Our item effect category analysis supports the claim that searching for a specific target improves recognition. Probes or foils that shared categories with the target (e.g., gender or race) were selected as a response alternative more frequently (Fig. 5). However, this item effect had very little to no impact on trial-by-trial confidence ratings (Fig. 6). Were metacognitive judgments supported by similarity with a target, we would expect confidence to be enhanced in the case of similarity and diminished in the case of dissimilarity. With respect to the cognitive structure of incidental memory and its relationship to consciousness, this result implies that it may not be necessary to consciously reflect on certain stimulus features for them to be encoded, processed, and then accurately retrieved by declarative conscious access. This position is supported by recent evidence that metacognitive conscious access is possible for certain complex stimuli with little or even no selective attention (Matthews et al., 2018). Thus, we conclude that sustained conscious access to incidental memory is not related to those mechanisms that drive semantic association and likely arises as a natural product of perception.

Relatedly, it is possible that trial sequences dominated by a particular category of face may reinforce the encoding of probes from that category. This point is informed by behavioral and neuroscientific studies that demonstrate enhanced processing of target faces if they are preceded by semantically related faces; an effect tied to associative priming (Schweinberger, Pfütze, & Sommer, 1995; Vladeanu, Lewis, & Ellis, 2006). Our sequence effect category analysis revealed that the categories of faces presented in a trial does influence performance. Specifically, trial-by-trial correctness is affected by how surprising a probe or foil is relative to the sequence of faces that precede it; correctness is lower for surprising probes and higher when the foil is surprising (Fig. 7).

This result supports the claim that trial sequences dominated by particular categories can associatively prime incidental memory for items of a related category. However, this sequence effect had very little impact on trial-by-trial confidence ratings (Fig. 8). Only in the case of incorrect judgments (i.e., selecting a foil) were subjects’ confidence ratings lower as a function of surprise (e.g., a male foil preceded by a sequence of predominantly female faces; see Fig. 8b,d).

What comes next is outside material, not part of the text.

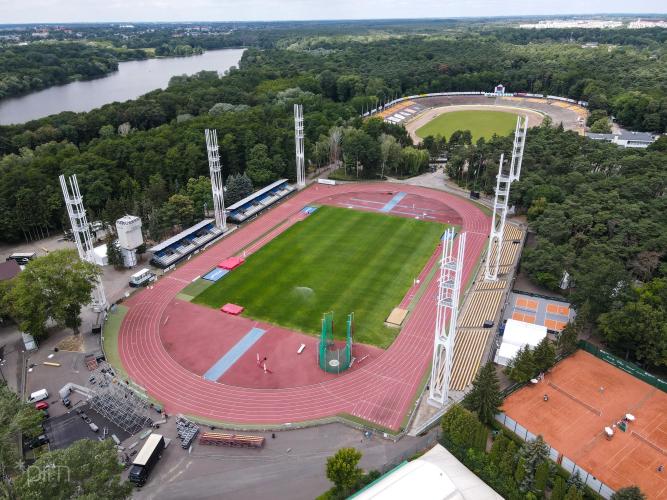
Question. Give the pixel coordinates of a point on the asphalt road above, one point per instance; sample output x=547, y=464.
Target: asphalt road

Were metacognitive judgments biased by associative priming from trial sequences, we would expect the effects observed for trial-by-trial correctness to correspond with confidence ratings but this was not the case. Thus, we conclude that shared semantic features in a trial sequence have little, if any, influence on sustained conscious access to faces.

Conclusion

Using RSVP we reveal that incidental memory for upright and inverted faces is sustained and consciously accessible independent from self-directed visual search, explicit memorization, or the influences of semantic priming from targets and distractors.

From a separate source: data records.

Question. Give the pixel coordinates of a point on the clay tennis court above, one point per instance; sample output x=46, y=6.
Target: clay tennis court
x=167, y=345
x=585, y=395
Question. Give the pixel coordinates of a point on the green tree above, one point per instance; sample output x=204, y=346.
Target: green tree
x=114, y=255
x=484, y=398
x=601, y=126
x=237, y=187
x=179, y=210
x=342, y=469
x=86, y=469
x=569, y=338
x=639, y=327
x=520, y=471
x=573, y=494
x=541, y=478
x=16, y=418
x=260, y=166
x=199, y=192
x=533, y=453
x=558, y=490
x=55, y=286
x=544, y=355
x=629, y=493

It is appealing to think that our subjective efforts to attend and memorize the world are an important feature in us remembering it. Indeed, some researchers have suggested that short-term memory is strongly dependent or even subsumed by attentional mechanisms (Awh & Jonides, 2001; Awh et al., 2006; Gazzaley & Nobre, 2012). However, our findings build on evidence from visual long-term memory (Varakin et al., 2012; Varakin & Hale, 2014) that the mere act of perception may be enough to form sustained and consciously accessible memories with no or little attentional amplification (Block, 2011; Lamme, 2016). Attentional amplification might prove important for the massive capacities of visual long-term memory (Brady et al., 2008; Konkle et al., 2010; Standing, 1973) but in elucidating the mechanics of conscious experience, future research might be best served prioritizing the remarkable properties of perception.